Herry mengangkat siku dan mencari pakaian pria itu di ruangan yang gelap, ingin membantunya agar lebih cepat. Potongan-potongan pakaian dicabut dari lantai dan Herry duduk, menyibakkan rambut di dahinya. Saat sambaran petir menyinari ruangan, dia memperhatikan dengan seksama tubuh telanjang yang berdiri di seberang kamar tidur. Pandangan itu memberitahunya semua yang perlu dia ketahui tentang yang satu ini. Pria dengan aksen Korea adalah pria yang tampan dengan pantat gelembung super ketat dan penis yang panjang dan tebal. Sayang sekali Herry tidak mengulangi berhubungan dengan pria ini. Ruangan itu bergetar dengan suara guntur mengikuti pikiran itu.
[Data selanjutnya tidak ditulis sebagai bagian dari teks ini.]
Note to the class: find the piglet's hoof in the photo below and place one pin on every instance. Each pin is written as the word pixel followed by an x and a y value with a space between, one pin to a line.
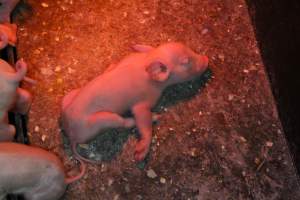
pixel 7 132
pixel 141 150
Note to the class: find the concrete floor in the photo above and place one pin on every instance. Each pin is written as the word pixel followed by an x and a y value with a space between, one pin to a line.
pixel 224 141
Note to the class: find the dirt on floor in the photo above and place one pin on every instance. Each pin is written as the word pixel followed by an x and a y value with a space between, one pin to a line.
pixel 219 137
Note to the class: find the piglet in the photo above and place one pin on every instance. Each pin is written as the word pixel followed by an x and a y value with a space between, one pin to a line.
pixel 33 172
pixel 6 8
pixel 134 84
pixel 8 35
pixel 12 96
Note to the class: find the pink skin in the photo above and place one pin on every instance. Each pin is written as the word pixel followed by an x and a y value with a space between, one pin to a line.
pixel 9 34
pixel 134 84
pixel 6 8
pixel 33 172
pixel 16 99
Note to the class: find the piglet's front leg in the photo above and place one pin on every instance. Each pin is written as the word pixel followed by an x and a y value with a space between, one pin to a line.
pixel 143 119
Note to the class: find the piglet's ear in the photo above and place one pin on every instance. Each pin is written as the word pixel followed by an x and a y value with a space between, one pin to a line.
pixel 142 48
pixel 158 71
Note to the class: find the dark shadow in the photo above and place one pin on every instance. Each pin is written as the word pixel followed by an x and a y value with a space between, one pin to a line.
pixel 277 28
pixel 22 12
pixel 182 91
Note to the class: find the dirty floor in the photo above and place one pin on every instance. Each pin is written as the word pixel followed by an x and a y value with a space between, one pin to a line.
pixel 219 137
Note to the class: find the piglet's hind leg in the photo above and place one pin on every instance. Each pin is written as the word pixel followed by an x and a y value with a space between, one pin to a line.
pixel 7 132
pixel 105 120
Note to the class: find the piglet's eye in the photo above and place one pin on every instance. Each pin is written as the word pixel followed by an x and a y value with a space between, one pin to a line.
pixel 187 62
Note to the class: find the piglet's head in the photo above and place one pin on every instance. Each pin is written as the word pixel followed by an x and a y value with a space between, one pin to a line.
pixel 173 63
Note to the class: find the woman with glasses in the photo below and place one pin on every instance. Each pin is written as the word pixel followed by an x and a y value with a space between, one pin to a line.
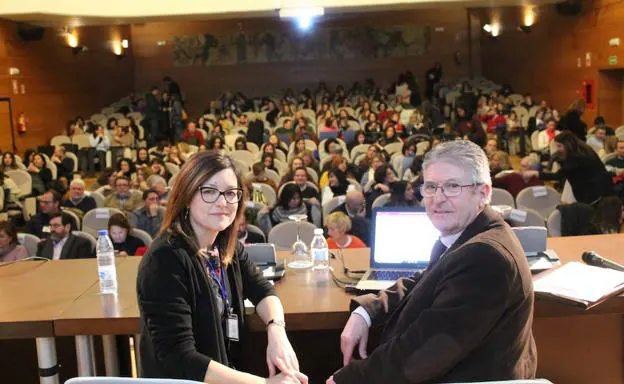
pixel 193 280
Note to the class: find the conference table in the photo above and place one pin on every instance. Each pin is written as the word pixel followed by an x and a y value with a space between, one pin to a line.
pixel 42 300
"Tidak perlu meninggalkan nomor itu. Aku tidak akan menghubungimu lagi." Kata Herry seraya bangun dari tempat tidur. Herry berdiri telanjang di sana, menarik dompet dari meja samping tempat tidur di sebelahnya dan memberikan lima ratus ribu kepada pria yang datang untuk berhubungan intim bersama Herry. Herry berdiri di hadapannya dengan kemeja di tangan Herry.
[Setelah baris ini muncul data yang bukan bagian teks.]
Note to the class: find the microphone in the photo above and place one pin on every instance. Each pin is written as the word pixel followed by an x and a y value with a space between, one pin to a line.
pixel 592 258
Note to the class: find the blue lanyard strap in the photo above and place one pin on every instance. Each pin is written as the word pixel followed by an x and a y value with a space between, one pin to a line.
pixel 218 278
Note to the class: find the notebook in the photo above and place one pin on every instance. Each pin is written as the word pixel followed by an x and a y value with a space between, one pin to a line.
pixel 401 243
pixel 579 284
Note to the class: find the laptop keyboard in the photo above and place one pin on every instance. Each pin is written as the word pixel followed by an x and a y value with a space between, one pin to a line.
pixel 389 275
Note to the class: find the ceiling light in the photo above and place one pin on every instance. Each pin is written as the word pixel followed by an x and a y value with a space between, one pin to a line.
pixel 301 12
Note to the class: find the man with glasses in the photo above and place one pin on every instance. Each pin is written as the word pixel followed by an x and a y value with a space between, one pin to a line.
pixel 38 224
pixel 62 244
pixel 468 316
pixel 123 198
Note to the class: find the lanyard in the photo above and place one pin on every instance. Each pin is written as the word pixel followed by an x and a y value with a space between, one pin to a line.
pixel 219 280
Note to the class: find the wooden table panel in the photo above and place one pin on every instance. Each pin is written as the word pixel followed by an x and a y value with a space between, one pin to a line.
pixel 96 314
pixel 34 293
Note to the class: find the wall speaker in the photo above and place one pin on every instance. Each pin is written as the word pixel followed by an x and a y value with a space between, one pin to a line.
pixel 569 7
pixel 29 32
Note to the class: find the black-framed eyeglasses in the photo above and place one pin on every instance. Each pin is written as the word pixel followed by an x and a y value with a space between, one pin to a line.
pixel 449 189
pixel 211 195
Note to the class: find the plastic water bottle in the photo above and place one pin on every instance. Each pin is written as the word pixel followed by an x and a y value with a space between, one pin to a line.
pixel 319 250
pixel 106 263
"Ini ongkos taksi." Kata Herry, dan pria itu mengantongi uangnya sambil tersenyum.

"Aku tinggal di sekitar sini. Aku tidak perlu taksi. Sampai ketemu lagi seksi." Dia mengedipkan mata dan menarik baju ke atas kepalanya saat dia membalikkan tumit dan melompat keluar dari pintu kamar. Herry meraih ponselnya, lalu celana jins dari lantai, dan mengikuti pria itu dari belakang. Pria itu sudah menuruni tangga dan setengah jalan ke seberang galeri ketika Herry mencoba mengenakan celana jins sambil mencoba untuk mengikutinya. Melalui jendela besar di depan galeri barunya dia melihat lampu taksi menunggu di pinggir jalan. Hujan turun, membasahi segalanya yang ada di luar.

"Ini akan menjadi galeri seni yang spektakuler, real and deal. Semua orang senang kamu memutuskan untuk membuka galery di sini." Pria Korea itu memanggil kembali saat dia membuka pintu depan.

"Terima kasih, apakah kamu yakin tidak ingin tumpangan? Di luar sana hujan turun deras." Tanya Herry, berdiri di belakang saat berada di pintu depan.

"Ya, aku akan membantumu." Dia berkata dan mengulurkan tangannya untuk mendapatkan lebih banyak uang. Herry mengeluarkan dompet dan memberinya lima ratus ribu lagi yang langsung masuk ke saku pria itu.

"Annyeong." Katanya, berlari ke hujan di arah berlawanan dari taksi. Herry mengawasinya melesat ke seberang jalan dan berlomba menyusuri jalan di bawah kanopi sampai dia menghilang dari pandangan.

Setiap malam Herry selalu membawa pulang pria untuk ditidurinya, menikmati kehangatan tubuh pria yang selalu berganti setiap harinya. Itulah hobi Herry sejak lama. Kehidupan gay telah dilakukan Herry beberapa tahun terakhir ini. Dia tidak pernah berkomitmen dengan seorang pria saja, karena Herry bukan tipe yang suka pacaran.

Tapi Herry tentu saja memilih pria untuk dibawanya pulang dan dia tiduri. Herry tidak mau memilih sembarangan orang karena kehidupan gay sangat rentan dengan penyakit. Herry lebih memilih pria yang bersih dan berotot. Seperti pria yang baru saja pergi meninggalkan rumahnya. Selama ini Herry belum pernah menemukan pria yang membuatnya jatuh cinta, makanya Herry tidak akan menghubungi kembali pria yang pernah di ajaknya tidur.